Ich habe mir ganz unbewusst die Meinung und die Empfindung anderer Menschen einfach so überstülpen lassen.
Wieder mal wählten wir bei einem Flug für uns als Familie eine 3er Reihe und den Gangplatz gegenüber. Dann ist man ja gut im Kontakt. Da kann man doch auch mal schnell tauschen
- so von Gangplatz zu Gangplatz.
Sämtliche Kontrollen - inklusive Warteschlangen - vor dem Einstieg in das Flugzeug überstanden, hänge ich jetzt im Gang der Maschine fest. Die Massen an Handgepäck aller Fluggäste wollen ja verstaut und der richtige Sitzplatz gefunden werden.

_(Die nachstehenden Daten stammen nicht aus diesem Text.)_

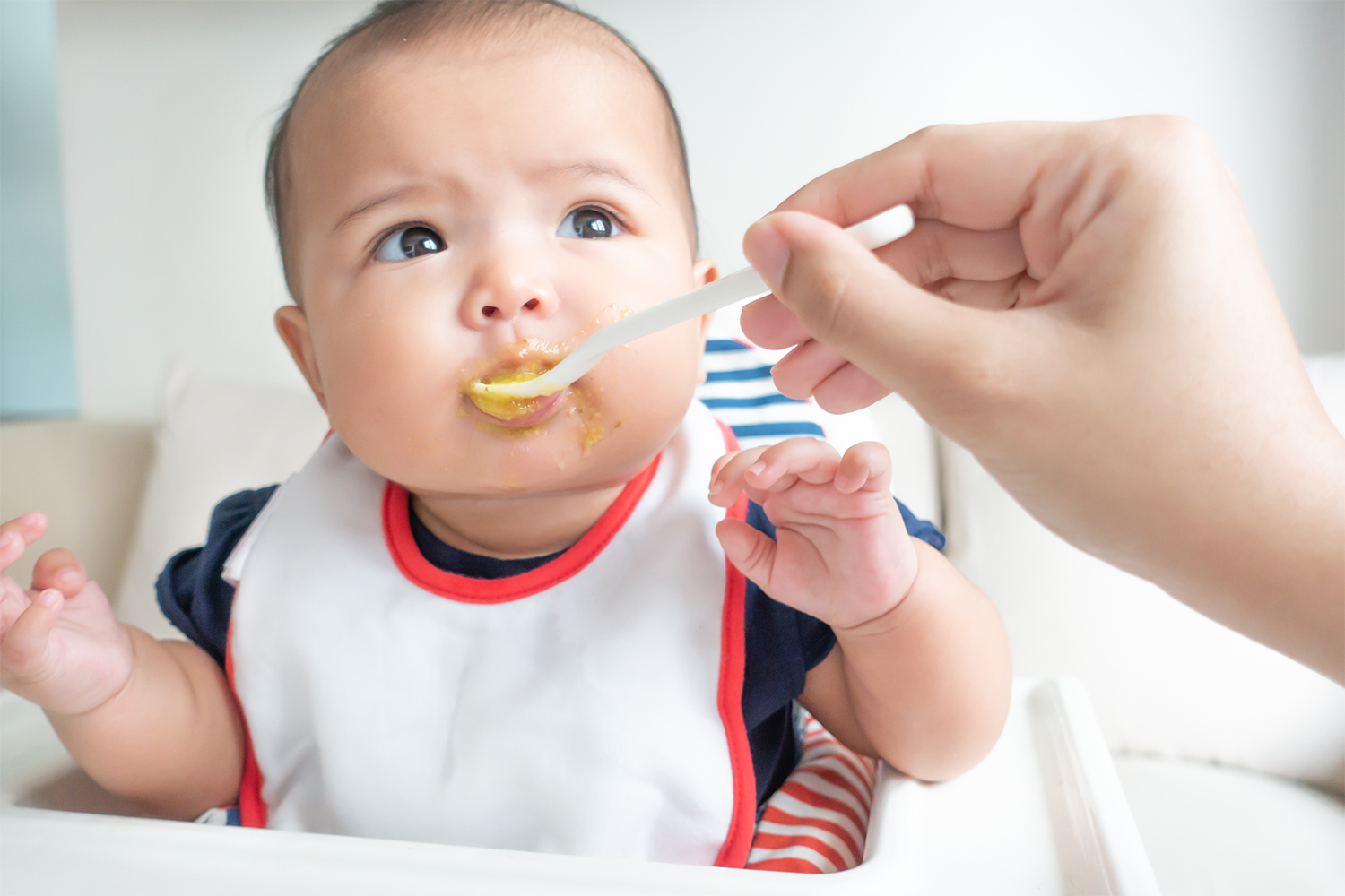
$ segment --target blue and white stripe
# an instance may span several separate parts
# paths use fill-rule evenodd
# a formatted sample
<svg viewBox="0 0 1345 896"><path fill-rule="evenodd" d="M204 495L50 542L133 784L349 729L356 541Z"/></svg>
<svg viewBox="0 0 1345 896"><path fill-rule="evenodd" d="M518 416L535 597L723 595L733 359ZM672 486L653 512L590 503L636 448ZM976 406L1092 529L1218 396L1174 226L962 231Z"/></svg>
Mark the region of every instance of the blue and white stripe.
<svg viewBox="0 0 1345 896"><path fill-rule="evenodd" d="M724 420L744 449L798 435L823 438L822 412L810 402L785 398L771 382L772 359L729 339L705 344L705 383L695 396Z"/></svg>

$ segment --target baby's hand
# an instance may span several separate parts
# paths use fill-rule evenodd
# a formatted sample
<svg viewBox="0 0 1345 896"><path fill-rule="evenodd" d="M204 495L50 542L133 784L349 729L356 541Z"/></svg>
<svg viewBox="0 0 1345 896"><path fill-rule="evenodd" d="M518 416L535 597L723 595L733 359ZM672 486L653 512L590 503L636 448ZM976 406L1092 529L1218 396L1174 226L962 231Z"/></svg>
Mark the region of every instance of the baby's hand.
<svg viewBox="0 0 1345 896"><path fill-rule="evenodd" d="M0 574L46 531L42 513L0 524ZM43 709L77 715L116 696L132 661L130 637L70 551L43 553L30 591L0 575L0 685Z"/></svg>
<svg viewBox="0 0 1345 896"><path fill-rule="evenodd" d="M740 520L716 527L729 562L772 598L834 629L863 625L897 606L919 562L892 500L892 458L861 442L842 458L818 439L790 439L726 454L710 501L740 492L765 510L775 541Z"/></svg>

Das kann mal etwas dauern ...
Pause
Vor dem Start habe ich das Vergnügen die Sicherheits-Anweisungen im direkten Zusammenspiel mit der Flugbegleiterin mitzuerleben, da sie mein Tischchen für ihre Utensilien als Ablage nutzt.
So weit - so gut.
Pause
Der Start: Langsam habe ich das Gefühl, ich gewöhne mich an das dabei entstehende Druckgefühl.
Gegen die dauerhafte Luftberieselung von der Klimaanlage setze ich die Kapuze meines Hoodies auf.
Pause
Kaum in der Luft hat ein älterer Herr drei Reihen vor uns das Bedürfnis, in Richtung Bord-Toilette an uns vorbeizurauschen. Er hat heute scheinbar eine Extra-Portion Rasierwasser aufgelegt.
Hin - und wieder zurück.
Pause
Nun macht sich die Bord-Crew auf den Weg, um bestellte Getränke und aufgewärmte, duftende (!) Snacks zu verteilen.
Hin - und wieder zurück.
Es heißt: „Heißgetränke kommen etwas später.“
Pause
„Oh je“ ruft die Mutter, die in der Reihe vor mir sitzt, „Ich glaube ich muss bei Ida mal die Windel wechseln“. So machen sich Mutter und klein Ida ebenfalls auf den Weg - an mir vorbei - in Richtung Bord-Toilette, auf dem Hinweg verbunden mit dem entsprechenden Geruch.
Hin - und wieder zurück.
Pause
Die versprochenen Heißgetränke werden nun verteilt. Ein Geruch-Mix aus Kaffee, Deo und eine Note von körperlichen Ausdünstungen zieht an mir vorbei und bleibt in meiner Nase hängen.
Hin - und wieder zurück.
Pause
Irgendwo ganz vorne hat ein kleines Kind gerade beschlossen, dass ihm irgendetwas nicht passt, und fängt lauthals an zu schreien.
10 Minuten später: Ruhe
Pause
Auch heute gibt es wieder diverse Sonder-Angebote der Fluggesellschaft, die nun verkauft werden wollen.
Hin - und wieder zurück.
Pause
Nun möchte sich auch meine Sitznachbarin in die hintere Räumlichkeit begeben.
Aufstehen - hinsetzen.
Hin - und wieder zurück.
Aufstehen - hinsetzen.
Pause
Langsam bemerke ich, wie sich meine üblichen Flug-Kopfschmerzen einstellen …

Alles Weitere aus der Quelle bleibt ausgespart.